People helping people

It was my slightly scary privilege today to help open up the excellent People Helping People event hosted by Nesta and The Cabinet Office today, which saw a discussion involving around 300 people on how to bring social action – people helping people – into mainstream thinking about public services, rather than seeing it as peripheral, or in terms of a stark choice between protecting professional services, or relying on volunteers and hoping for the best.

Here’s what I said:

Adult social care has arguably done a lot more than healthcare to end its reliance on big buildings as the places where support is provided. But whilst many more disabled and older people are supported in ordinary houses, on ordinary streets, we’ve learnt the hard way that community isn’t a place, it’s a set of relationships. People with learning disabilities are increasingly living in ‘community settings’, but many lack friends, and even experience hate and so-called mate crime. We also have an epidemic of isolation amongst housebound older people which professional support visits alone can’t fix.

Shared Lives carers are unique because they are trained and paid as part of a regulated social care service, but they share their own homes and their family lives with the adults they support. They are not paid by the hour – there is no clocking on and off. They are carefully matched with one or two individuals by their local Shared Lives scheme and they treat that person as part of the family, introducing them to their own family, friends and neighbours, so that the individual feels not just safe and supported, but valued and like they belong.

When Paul, who has a learning disability, moved in with Shared Lives carer, Sheila and her husband, Sheila helped Paul in many practical ways which more traditional services had failed to offer during almost fifty years of support. She helped him address longstanding health issues, and to buy and ride his first bike. But most importantly, she got to know him well enough to understand, although he has little speech, that his biggest dream was simply going out for a walk by himself. Sheila helped Paul with the practicalities of road safety and public transport, and she introduced him to her many friends and neighbours, so now Paul can safely go for a walk by himself precisely because he is no longer alone, he has friends.

Half of the 12,000 disabled and older adults using Shared Lives in the UK are living with their Shared Lives carer as part of a supportive household.

About half, such as older people with dementia, visit their Shared Lives carer for day support or regular overnight breaks in a familiar, homely environment. Shared Lives is being developed as a home from hospital service, an acute mental health service, and even a service for ex-offenders.

There are nearly 8,000 Shared Lives carers in the UK, recruited, trained and approved by 152 independent local schemes.

People using Shared Lives consistently report they make friends. Half go on their first ever holiday; a quarter join a club not exclusively for disabled people for the first time. Inspections show Shared Lives generates a tiny number of safeguarding concerns and alerts. It is also cheaper than other forms of care: on average £26,000 a year cheaper per person for people with learning disabilities. Whilst there is a scheme in almost every area, there remains a sixfold variation across the regions. If all areas caught up with those using Shared Lives the most, the number of users would triple to 36,000, immediately saving £150m a year. We would go further still: wherever long term support and accommodation is needed, an offer based in ordinary family homes should be one of the choices.

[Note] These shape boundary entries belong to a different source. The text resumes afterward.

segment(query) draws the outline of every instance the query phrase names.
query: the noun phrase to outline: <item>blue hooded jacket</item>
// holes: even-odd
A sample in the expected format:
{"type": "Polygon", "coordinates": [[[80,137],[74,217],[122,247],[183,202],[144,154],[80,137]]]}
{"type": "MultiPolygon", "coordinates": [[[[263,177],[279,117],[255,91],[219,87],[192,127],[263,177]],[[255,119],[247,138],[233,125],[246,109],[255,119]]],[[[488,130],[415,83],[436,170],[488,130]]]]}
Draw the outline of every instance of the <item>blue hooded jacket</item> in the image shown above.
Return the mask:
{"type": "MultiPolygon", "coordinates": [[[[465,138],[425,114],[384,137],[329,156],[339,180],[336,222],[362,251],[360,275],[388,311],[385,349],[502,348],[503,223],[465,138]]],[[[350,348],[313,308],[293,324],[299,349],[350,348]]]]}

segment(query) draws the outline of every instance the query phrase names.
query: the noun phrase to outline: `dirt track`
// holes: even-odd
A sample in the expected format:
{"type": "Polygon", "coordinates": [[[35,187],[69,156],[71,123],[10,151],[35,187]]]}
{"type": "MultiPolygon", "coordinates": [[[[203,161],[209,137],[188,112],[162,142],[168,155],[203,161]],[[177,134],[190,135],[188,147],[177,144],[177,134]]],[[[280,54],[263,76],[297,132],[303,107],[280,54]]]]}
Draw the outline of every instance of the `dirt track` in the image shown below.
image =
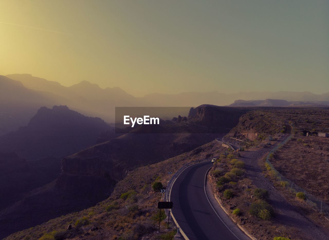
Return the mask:
{"type": "MultiPolygon", "coordinates": [[[[285,135],[277,143],[288,136],[285,135]]],[[[277,143],[276,143],[277,144],[277,143]]],[[[274,208],[274,220],[280,224],[294,228],[296,233],[303,236],[303,239],[328,239],[329,229],[318,226],[301,214],[300,210],[286,201],[274,187],[272,182],[264,176],[260,164],[274,146],[266,148],[256,148],[251,150],[240,152],[241,159],[245,163],[247,177],[257,187],[267,190],[269,193],[269,202],[274,208]]]]}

People cannot provide in depth support to vulnerable people without payment, training and back up, but Shared Lives demonstrates that it is possible to combine the paid and unpaid, the professional and the personal, through making new use of family homes, instead of building expensive institutions, and nurturing ordinary people’s skills and compassion, rather than relying solely on professionals to replace or mimic friendship.

We are told frequently about social care which doesn’t feel very social nor very caring. Some believe that community action only happens when services and government get out of the way altogether. Shared Lives suggests an equally profound but more subtle shift – an approach which needs infrastructure, back up and payments, but which nevertheless treads lightly on people’s lives, and which gives everyone involved the space and trust to think and act at a human scale.

We must stop building services and systems which are a poor fit with our families and communities. Instead we need to train professionals to have the confidence and humility to recognise that their role is a vital – but small – part of a much wider support ecosystem. It’s the health of those fragile ecosystems, not the efficiency of our hospitals, which will ultimately decide whether our health and care system survives, and whether the quarter of our population now living with a long term condition can live good lives in good places.